Chinese panda pair arrive at Scotland's Edinburgh Zoo
Updated: 2011-12-05 07:59
By Zhang Chunyan (China Daily)
Bagpipe player welcomes duo from Sichuan in traditional style
LONDON - Two Chinese pandas arrived to a traditional Scottish welcome of bagpipes as they arrived at Edinburgh Zoo on Sunday.
Tian Tian and Yang Guang, born in 2003, made the long journey on board a special chartered flight, known as the "FedEx Panda Express", from the Giant Panda Conservation and Research Center in Sichuan province.
After landing safely at Edinburgh Airport at around 1:00 pm (local time), the pair made their way to their new home - Edinburgh Zoo - accompanied by a police escort.
Amid the sound of bagpipes and huge excitement, they received a VIP (Very Important Panda) welcome from a group of local and Chinese dignitaries, as well as local children and their parents.
The pandas will go on public display from Dec 16, following a series of private viewings for zoo staff and members of the Royal Zoological Society of Scotland (RZSS).

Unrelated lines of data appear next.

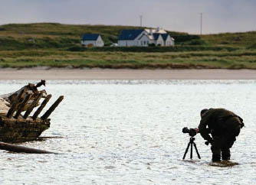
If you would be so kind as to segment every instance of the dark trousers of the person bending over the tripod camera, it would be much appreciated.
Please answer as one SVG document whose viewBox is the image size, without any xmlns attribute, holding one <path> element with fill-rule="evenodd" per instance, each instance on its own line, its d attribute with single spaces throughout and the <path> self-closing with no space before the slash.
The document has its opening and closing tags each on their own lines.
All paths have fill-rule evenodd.
<svg viewBox="0 0 256 185">
<path fill-rule="evenodd" d="M 230 148 L 233 146 L 236 137 L 240 133 L 240 125 L 222 131 L 220 135 L 212 134 L 212 161 L 229 160 L 231 157 Z"/>
</svg>

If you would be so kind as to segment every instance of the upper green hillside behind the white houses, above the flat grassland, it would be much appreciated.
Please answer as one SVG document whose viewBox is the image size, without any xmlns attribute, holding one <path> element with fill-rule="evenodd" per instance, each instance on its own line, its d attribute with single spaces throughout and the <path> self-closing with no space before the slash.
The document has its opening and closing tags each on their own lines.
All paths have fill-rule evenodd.
<svg viewBox="0 0 256 185">
<path fill-rule="evenodd" d="M 28 48 L 64 49 L 80 45 L 83 34 L 100 34 L 105 45 L 117 42 L 123 29 L 139 29 L 132 26 L 72 25 L 57 23 L 5 24 L 0 26 L 0 50 L 22 50 Z M 176 45 L 203 45 L 205 47 L 251 47 L 256 43 L 256 31 L 191 35 L 168 31 Z"/>
</svg>

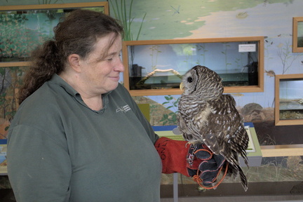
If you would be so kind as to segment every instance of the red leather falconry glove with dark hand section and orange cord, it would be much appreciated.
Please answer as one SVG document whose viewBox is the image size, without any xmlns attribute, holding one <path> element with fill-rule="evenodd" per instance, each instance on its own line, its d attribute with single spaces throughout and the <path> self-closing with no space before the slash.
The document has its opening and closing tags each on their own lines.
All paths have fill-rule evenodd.
<svg viewBox="0 0 303 202">
<path fill-rule="evenodd" d="M 162 173 L 181 173 L 187 177 L 194 177 L 201 187 L 212 185 L 226 162 L 222 155 L 213 154 L 205 144 L 191 145 L 187 144 L 187 141 L 161 137 L 154 145 L 161 157 Z"/>
</svg>

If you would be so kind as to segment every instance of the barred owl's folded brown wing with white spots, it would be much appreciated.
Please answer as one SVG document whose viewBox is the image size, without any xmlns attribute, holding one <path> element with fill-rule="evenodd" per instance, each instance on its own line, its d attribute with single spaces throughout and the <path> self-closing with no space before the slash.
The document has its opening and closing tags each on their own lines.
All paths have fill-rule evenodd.
<svg viewBox="0 0 303 202">
<path fill-rule="evenodd" d="M 245 157 L 248 134 L 235 103 L 231 95 L 222 95 L 219 101 L 210 102 L 212 113 L 208 116 L 208 126 L 201 128 L 201 135 L 215 154 L 231 156 L 237 152 Z"/>
</svg>

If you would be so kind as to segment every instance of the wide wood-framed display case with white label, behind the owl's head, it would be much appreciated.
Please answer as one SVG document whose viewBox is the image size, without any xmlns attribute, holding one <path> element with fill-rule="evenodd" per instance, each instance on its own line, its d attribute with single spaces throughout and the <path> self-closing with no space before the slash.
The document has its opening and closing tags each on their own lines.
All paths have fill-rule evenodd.
<svg viewBox="0 0 303 202">
<path fill-rule="evenodd" d="M 224 93 L 262 92 L 264 37 L 123 41 L 124 86 L 133 96 L 177 95 L 195 65 L 220 75 Z"/>
</svg>

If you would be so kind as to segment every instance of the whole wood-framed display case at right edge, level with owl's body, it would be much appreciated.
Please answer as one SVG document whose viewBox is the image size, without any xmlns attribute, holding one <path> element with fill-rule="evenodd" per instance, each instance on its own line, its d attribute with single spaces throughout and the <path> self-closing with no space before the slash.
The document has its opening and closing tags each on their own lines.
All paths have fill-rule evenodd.
<svg viewBox="0 0 303 202">
<path fill-rule="evenodd" d="M 276 75 L 276 125 L 303 124 L 303 74 Z"/>
</svg>

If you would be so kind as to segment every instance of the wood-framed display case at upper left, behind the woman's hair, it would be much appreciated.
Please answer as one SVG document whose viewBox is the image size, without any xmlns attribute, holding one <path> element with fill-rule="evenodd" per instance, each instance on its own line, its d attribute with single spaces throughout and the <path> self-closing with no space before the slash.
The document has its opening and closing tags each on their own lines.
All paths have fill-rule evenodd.
<svg viewBox="0 0 303 202">
<path fill-rule="evenodd" d="M 1 6 L 0 62 L 29 60 L 30 53 L 53 37 L 62 16 L 76 8 L 108 13 L 107 2 Z"/>
</svg>

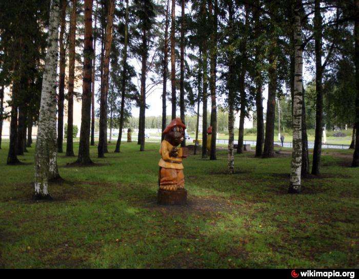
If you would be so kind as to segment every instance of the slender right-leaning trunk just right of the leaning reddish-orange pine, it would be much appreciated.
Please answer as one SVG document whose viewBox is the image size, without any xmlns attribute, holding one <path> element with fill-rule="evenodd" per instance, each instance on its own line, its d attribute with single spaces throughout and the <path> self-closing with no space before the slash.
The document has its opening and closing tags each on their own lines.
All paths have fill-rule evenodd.
<svg viewBox="0 0 359 279">
<path fill-rule="evenodd" d="M 118 139 L 116 143 L 115 152 L 120 152 L 122 130 L 124 128 L 124 111 L 125 111 L 125 94 L 126 94 L 126 65 L 127 65 L 127 41 L 128 41 L 128 0 L 126 0 L 126 16 L 125 16 L 125 42 L 122 58 L 122 92 L 121 92 L 121 111 L 119 116 Z"/>
</svg>

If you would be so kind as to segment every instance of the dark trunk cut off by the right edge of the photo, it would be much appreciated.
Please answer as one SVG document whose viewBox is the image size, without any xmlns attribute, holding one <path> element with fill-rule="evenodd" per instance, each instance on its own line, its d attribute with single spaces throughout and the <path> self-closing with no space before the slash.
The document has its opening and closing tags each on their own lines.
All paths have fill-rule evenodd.
<svg viewBox="0 0 359 279">
<path fill-rule="evenodd" d="M 359 0 L 354 2 L 354 12 L 359 12 Z M 355 41 L 355 149 L 353 154 L 352 166 L 359 166 L 359 19 L 355 18 L 354 23 L 354 41 Z"/>
</svg>

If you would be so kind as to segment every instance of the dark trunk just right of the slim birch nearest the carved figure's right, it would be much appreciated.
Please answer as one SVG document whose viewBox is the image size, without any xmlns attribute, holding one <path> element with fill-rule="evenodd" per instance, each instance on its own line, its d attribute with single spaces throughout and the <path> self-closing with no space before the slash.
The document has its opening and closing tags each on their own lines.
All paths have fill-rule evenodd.
<svg viewBox="0 0 359 279">
<path fill-rule="evenodd" d="M 238 146 L 237 154 L 243 153 L 243 140 L 244 140 L 244 120 L 246 118 L 246 88 L 245 88 L 245 78 L 247 72 L 247 37 L 248 37 L 248 26 L 249 26 L 249 8 L 248 5 L 245 5 L 246 16 L 245 16 L 245 34 L 244 40 L 242 42 L 242 68 L 240 74 L 240 98 L 241 98 L 241 115 L 240 115 L 240 128 L 238 129 Z"/>
</svg>

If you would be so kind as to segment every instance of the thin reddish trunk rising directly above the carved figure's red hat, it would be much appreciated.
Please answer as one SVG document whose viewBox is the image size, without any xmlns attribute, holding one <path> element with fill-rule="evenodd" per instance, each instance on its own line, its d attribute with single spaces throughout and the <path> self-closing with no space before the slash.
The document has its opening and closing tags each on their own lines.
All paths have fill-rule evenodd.
<svg viewBox="0 0 359 279">
<path fill-rule="evenodd" d="M 171 85 L 172 85 L 172 119 L 176 118 L 176 64 L 175 64 L 175 9 L 176 1 L 172 0 L 172 22 L 171 22 Z"/>
</svg>

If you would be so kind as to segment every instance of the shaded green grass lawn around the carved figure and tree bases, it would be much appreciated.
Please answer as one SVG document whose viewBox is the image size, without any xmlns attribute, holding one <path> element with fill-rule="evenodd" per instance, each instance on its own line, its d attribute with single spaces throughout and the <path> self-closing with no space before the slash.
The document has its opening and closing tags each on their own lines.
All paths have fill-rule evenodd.
<svg viewBox="0 0 359 279">
<path fill-rule="evenodd" d="M 7 166 L 0 149 L 2 268 L 359 268 L 359 169 L 352 151 L 323 150 L 322 175 L 287 194 L 290 151 L 272 159 L 227 152 L 184 162 L 188 205 L 156 204 L 159 143 L 109 145 L 96 165 L 68 166 L 35 202 L 34 147 Z M 75 143 L 75 153 L 78 144 Z M 65 147 L 64 147 L 65 148 Z M 65 150 L 65 149 L 64 149 Z"/>
</svg>

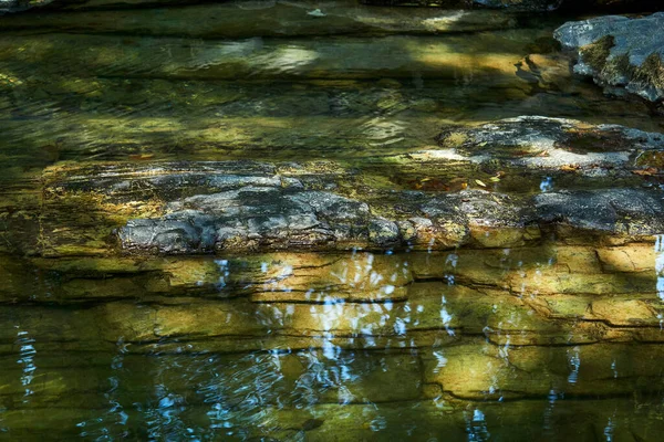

"Most of our professional animal keepers will be a part of the team looking after the pandas," Edinburgh Zoo Chief Executive Hugh Roberts told China Daily in an exclusive interview.
Considering the pandas' rather exacting dietary requirements, Roberts said, "We imported some bamboo which the pandas in other zoos in Europe are also using."
Tian Tian and Yang Guang are the first giant pandas to live in the United Kingdom in 17 years.
Their arrival has attracted many people. Roberts said that more than 2,000 tickets have so far been sold to people who want to see the pandas.
David Japp from Arbroath, Scotland, told China Daily: "I heard the panda news a couple weeks ago, and I'm so excited. We will definitely visit them. It's great to have them in Scotland."
Edinburgh Zoo has made full preparations for the expected influx of visitors.
"We have 15 staff to look after the visitors. They will be called the Panda Team, and they will be there to help visitors understand pandas," Roberts said.
"We're hoping for 400,000 visitors over the next year," Roberts said.
Online footage of the two animals, from four hidden "panda-cams" in their enclosures, is expected to attract viewers around the world.
"Our 'panda-cams' will provide an easily accessible medium for people across the world to watch, in close-up, one of the world's most endearing creatures," Roberts added.
Zoo bosses are hopeful that the pandas will give birth to cubs - the first to be born in Scotland. "That will be so wonderful," Roberts added.
The pandas were given to the United Kingdom as a gift from China during a visit by Vice-Premier Li Keqiang in January. They will live in Edinburgh Zoo for 10 years under the care of the RZSS.
Si Si in Edinburgh contributed to this story.